By the time my mother finally entered her home again I had the child fed and comforted. I sat in the almost darkened living room trying to read by the dim light coming through the window louvres when, without any regard for the wellfare of the baby, she, as always, burst into a shrieking fit of power and rage and loudly said, “Who do you think you are?” In recalling her usual fits of rage, she always acted like the Alfa female in a wolf pack.

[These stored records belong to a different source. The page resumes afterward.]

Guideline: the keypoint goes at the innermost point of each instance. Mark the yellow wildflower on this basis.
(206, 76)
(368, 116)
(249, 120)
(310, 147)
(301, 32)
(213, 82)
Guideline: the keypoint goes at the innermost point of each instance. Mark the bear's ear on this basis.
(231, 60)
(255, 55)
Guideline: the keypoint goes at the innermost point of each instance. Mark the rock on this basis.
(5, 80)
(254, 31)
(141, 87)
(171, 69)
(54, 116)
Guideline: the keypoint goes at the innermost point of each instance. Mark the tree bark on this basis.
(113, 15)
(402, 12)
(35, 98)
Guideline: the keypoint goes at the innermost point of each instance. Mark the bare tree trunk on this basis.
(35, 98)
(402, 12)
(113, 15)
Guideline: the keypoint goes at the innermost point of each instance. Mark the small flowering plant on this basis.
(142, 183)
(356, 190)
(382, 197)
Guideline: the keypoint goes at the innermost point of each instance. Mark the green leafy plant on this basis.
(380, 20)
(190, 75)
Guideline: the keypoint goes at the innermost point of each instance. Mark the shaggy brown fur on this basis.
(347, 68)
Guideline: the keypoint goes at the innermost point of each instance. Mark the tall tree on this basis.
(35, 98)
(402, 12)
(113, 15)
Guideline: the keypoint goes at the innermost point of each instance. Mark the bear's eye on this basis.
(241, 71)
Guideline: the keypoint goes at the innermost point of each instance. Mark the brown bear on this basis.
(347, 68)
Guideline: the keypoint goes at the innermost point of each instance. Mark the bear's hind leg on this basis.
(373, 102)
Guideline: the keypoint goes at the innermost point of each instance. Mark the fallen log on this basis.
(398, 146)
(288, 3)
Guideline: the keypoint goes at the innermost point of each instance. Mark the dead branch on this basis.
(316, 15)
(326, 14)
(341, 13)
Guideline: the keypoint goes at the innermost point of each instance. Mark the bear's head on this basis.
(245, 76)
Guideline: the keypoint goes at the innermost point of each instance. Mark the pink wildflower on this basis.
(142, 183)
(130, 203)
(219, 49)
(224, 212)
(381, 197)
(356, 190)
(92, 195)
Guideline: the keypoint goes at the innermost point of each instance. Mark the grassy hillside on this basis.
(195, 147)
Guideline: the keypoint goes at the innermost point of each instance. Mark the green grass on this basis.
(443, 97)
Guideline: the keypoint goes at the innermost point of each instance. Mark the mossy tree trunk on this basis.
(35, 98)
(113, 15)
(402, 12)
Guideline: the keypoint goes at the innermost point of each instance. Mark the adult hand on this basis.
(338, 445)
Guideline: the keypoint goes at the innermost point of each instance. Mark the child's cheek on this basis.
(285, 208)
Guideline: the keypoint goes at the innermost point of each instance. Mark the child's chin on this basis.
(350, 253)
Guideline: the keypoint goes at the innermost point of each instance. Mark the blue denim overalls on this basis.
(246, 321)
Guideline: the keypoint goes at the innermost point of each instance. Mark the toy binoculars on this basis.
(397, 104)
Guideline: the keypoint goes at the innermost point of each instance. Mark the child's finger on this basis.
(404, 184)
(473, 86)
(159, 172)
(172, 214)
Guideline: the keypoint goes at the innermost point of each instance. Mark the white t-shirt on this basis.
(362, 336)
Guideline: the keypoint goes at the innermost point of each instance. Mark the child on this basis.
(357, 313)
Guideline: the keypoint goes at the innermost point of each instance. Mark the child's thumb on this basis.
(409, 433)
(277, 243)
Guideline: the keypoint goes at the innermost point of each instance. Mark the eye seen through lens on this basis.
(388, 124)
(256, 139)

This time, as loud as her lungs could project, she managed to let all the neighbors hear and feel her power. It was as if she was making the whole neighborhood know how she could stop even the likes of me from controlling her. “Who do you think you are?” she snarled again, now in the heat of her tantrum. “I can’t even have friends? ” she asked and then responded to her own question. “This man with whom I was speaking said to me, ‘Look Rosa, your son, he seems not to be liking this at all!’ So, who do you think you are? ” She then ended her frenzy with the loudest of warnings. “You do not pay rent here! So do not come putting on airs and wanting to control me…You hear me?”

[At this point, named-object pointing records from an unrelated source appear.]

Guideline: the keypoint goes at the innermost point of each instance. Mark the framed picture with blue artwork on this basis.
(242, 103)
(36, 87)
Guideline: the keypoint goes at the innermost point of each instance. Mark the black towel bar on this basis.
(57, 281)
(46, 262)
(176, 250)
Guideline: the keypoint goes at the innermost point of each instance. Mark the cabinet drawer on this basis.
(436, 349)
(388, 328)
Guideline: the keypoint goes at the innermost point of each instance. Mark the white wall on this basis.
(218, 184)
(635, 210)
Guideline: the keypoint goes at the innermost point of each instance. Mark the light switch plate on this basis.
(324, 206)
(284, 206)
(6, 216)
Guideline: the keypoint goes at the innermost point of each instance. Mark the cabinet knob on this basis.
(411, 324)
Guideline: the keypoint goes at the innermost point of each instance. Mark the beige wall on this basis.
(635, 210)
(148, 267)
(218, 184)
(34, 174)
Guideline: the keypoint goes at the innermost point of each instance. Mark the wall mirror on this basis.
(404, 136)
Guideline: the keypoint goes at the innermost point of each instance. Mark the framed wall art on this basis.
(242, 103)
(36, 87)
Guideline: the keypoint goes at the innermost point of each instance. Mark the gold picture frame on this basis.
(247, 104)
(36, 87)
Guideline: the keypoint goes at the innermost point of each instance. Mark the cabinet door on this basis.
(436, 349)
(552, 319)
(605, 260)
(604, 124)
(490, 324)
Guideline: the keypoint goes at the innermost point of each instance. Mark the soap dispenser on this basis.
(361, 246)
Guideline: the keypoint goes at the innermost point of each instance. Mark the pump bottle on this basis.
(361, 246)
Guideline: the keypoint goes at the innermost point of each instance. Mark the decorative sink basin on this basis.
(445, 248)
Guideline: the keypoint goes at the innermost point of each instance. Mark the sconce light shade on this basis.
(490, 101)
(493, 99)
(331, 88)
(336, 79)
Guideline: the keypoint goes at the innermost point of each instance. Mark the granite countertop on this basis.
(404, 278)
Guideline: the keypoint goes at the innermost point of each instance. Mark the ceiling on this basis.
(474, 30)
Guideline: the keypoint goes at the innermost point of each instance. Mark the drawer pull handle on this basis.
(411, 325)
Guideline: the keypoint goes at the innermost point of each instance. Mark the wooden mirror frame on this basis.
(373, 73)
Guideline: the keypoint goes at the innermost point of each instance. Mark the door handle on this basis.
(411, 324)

I didn’t anwer her because this old hysterical way of solving any kind of problem; just another of her signature methods of dealing with me, even when she knew that she was totally wrong. She then started to act as if she had super powers and it seemed to me that she was not my mother at all but someone else making her act out. I knew her intention was to blame me for her past “unpardonable sin,” the sin that had landed me in court with my father and his lawyer. This was her opportunity to get back at me and she sent me the message loud and clear but it only proved to me that I had more sanity and morals than she did.
Here I was once again, caught as a young man now- and not as a child- fielding her verbal onslaught that surely made all the mothers in the building with girls my age tell their daughters, “You had better stay away from that boy for his mother is crazy!” The whole scene simply brought back my early childhood’s worst memory of her abandoning us as small children. It was evident to me that she had never once inquired of her soul how we as her children had felt at being abandoned and being placed in the hands of her avowed enemies. She had falling so deeply into the deep trap of her mind that she had convinced herself of her own rights and that she didn’t d care if she commited adultery again. But, this scene came as an omen of things to come in my life, especially when I would need her support the most.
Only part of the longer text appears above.